Thèse soutenue

Inégalités de capital humain : de l'importance de la structure familiale

FR  |  
EN
Auteur / Autrice : Hélène Le Forner
Direction : Hippolyte d' AlbisArnaud Lefranc
Type : Thèse de doctorat
Discipline(s) : Sciences économiques
Date : Soutenance le 03/09/2019
Etablissement(s) : Paris 1
Ecole(s) doctorale(s) : École doctorale d'Économie (Paris)
Partenaire(s) de recherche : Equipe de recherche : Paris-Jourdan Sciences Économiques (2005-....)
Laboratoire : Paris-Jourdan Sciences Économiques (2005-....)
Jury : Président / Présidente : Elena Stancanelli
Examinateurs / Examinatrices : Hippolyte d' Albis, Arnaud Lefranc, Hélène Couprié
Rapporteurs / Rapporteuses : Markus Jäntti, François-Charles Wolff

Résumé

FR  |  
EN

Ces dernières décennies, la famille a connu des changements majeurs dans la majorité des pays de l’OCDE. D’une part, le taux de fertilité a baissé ; d’autre part, le nombre de séparation a fortement augmenté. Cette thèse se propose d’étudier les effets de ces changements de la structure familiale sur le capital humain des individus, en l’envisageant comme une nouvelle source d’inégalités. Dans un cadre micro-économique, cette thèse mobilise les outils économétriques pour les appliquer à de larges bases de données. Les trois chapitres de cette thèse présentent des résultats nouveaux sur l’effet de la séparation parentale et de la taille de la famille sur le capital humain de l’individu. Le premier chapitre porte sur l’effet de la séparation parentale en France sur la réussite professionnelle des individus, et montre un effet négatif de la séparation parentale sur le niveau d’étude et la position sociale de l’individu. En s’appuyant sur des données américaines, le second chapitre s’intéresse aux mécanismes expliquant cet effet, et en particulier, sur les changements du temps passé avec les parents.

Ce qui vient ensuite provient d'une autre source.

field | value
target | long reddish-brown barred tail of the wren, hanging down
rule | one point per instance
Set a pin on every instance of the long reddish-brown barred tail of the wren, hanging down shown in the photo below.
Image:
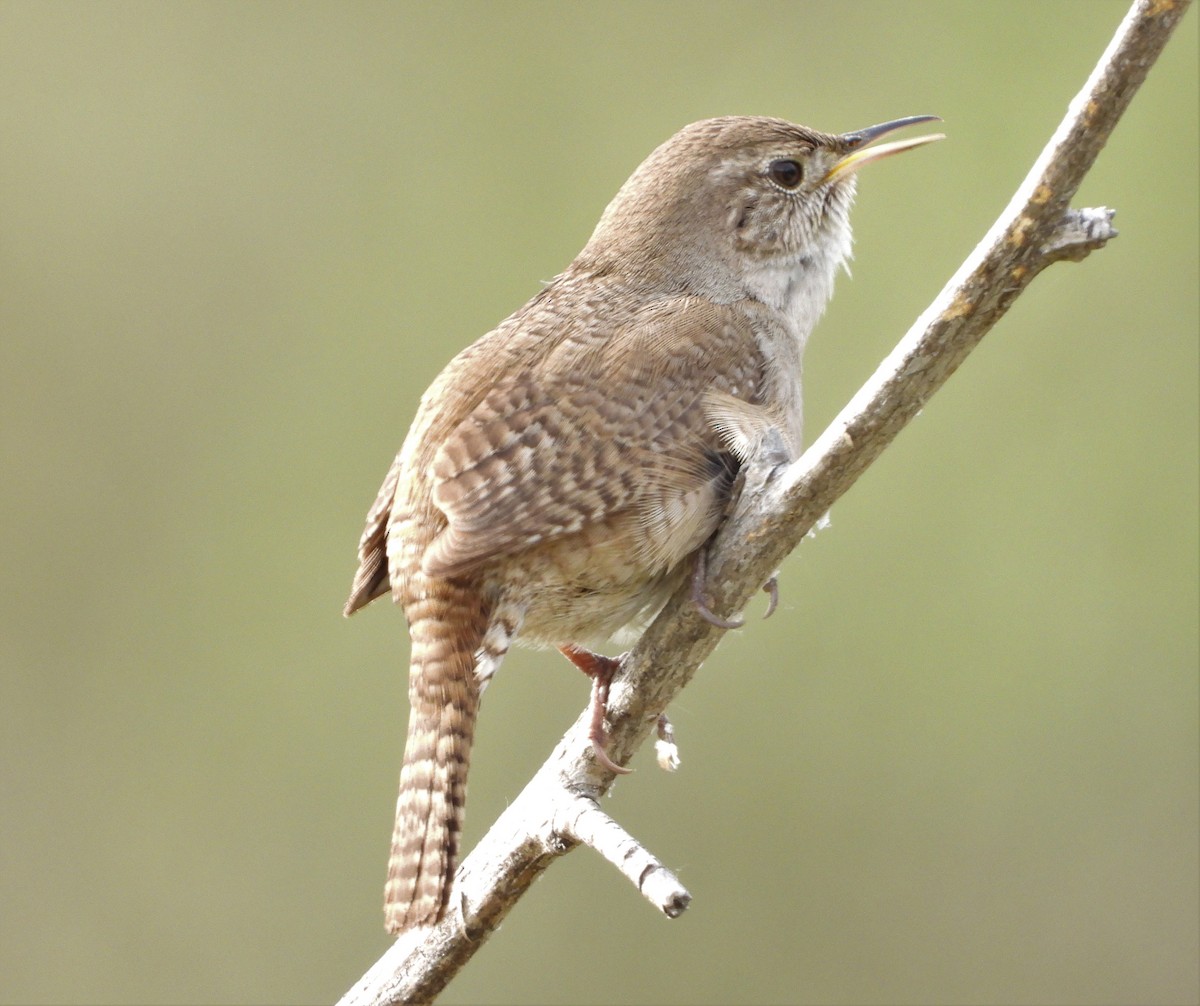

Ainsi, 30% de l’effet de la séparation parentale sur le développement socio-émotionnel des enfants serait expliqué par la baisse du temps passé avec au moins un parent présent. Le troisième chapitre considère un autre aspect de la structure familiale : la taille de la famille. Nous trouvons que l’arrivée d’un troisième enfant dans la famille diminue les compétences socio-émotionnelles des autres enfants, en particulier chez les filles.